Once we reached the northern part of the peninsula there were larger stretches of salt marsh between us and the Solway mudflats. I still find it strange to think that Edward I’s invading armies would have crossed into Scotland across the Solway. Perhaps the water channels were different then.
As we approached what remains of the railway viaduct we noticed a strange cloud over Annan I think. I only had my wet weather camera which does not have any optical telephoto so the photographs are not especially clear. Presumably it was from a fire but it was shaped like a tornado. I looked about at the nearby terrain and wondered where we might shelter if it was. There was no shelter so I think we would be done for.

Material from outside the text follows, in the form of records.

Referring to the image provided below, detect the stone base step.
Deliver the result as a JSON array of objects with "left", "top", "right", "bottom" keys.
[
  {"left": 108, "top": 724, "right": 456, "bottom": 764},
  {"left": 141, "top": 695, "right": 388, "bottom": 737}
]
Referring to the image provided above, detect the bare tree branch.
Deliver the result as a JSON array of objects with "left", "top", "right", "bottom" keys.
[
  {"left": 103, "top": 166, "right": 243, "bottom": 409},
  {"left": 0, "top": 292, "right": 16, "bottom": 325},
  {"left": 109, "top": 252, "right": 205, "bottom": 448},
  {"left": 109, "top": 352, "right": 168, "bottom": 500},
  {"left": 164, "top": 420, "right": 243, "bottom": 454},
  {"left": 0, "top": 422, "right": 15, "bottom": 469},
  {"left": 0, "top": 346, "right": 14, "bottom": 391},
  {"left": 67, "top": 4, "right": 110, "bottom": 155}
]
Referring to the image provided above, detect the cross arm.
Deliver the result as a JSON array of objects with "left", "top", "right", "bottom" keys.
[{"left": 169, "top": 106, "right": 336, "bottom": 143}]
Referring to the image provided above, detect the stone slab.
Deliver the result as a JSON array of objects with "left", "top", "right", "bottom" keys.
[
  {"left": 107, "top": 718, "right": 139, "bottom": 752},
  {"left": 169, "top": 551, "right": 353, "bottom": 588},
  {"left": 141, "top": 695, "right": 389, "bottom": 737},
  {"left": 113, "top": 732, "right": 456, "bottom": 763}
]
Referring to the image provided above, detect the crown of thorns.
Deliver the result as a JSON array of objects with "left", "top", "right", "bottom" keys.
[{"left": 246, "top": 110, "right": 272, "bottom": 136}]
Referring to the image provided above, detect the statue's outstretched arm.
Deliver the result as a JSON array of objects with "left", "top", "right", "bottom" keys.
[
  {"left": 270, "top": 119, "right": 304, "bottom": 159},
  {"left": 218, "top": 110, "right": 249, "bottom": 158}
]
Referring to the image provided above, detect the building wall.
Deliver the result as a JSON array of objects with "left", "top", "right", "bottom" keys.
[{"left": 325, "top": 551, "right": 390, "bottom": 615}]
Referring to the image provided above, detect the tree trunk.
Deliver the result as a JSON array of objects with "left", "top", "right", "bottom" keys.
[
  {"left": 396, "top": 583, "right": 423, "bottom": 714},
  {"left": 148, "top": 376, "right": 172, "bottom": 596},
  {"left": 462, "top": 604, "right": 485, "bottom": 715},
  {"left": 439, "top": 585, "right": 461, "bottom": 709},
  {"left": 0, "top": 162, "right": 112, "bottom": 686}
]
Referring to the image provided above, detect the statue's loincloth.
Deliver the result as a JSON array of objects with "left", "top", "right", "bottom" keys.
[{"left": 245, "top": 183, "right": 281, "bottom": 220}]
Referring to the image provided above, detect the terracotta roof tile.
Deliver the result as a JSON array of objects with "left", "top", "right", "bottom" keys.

The Solway Rail Viaduct was in use between 1869 and 1915, carrying iron ore from the mines of West Cumberland to foundries in Lanark and Ayrshire. Falling rail traffic forced its closure in 1915 and the viaduct was demolished in 1935. There had been proposals to convert it into a road bridge, but by that time the structure was in poor repair. It is interesting to think how such a road might have altered the areas on both sides of the Solway. The only memorial to the viaduct was this bench back in Anthorn village.
The Road sign where we had begun our Hadrian’s Wall walk in 2017 marked the end of our 2019 Hadrian’s Coastal walk. It seemed fitting to celebrate the accomplishment with a photo.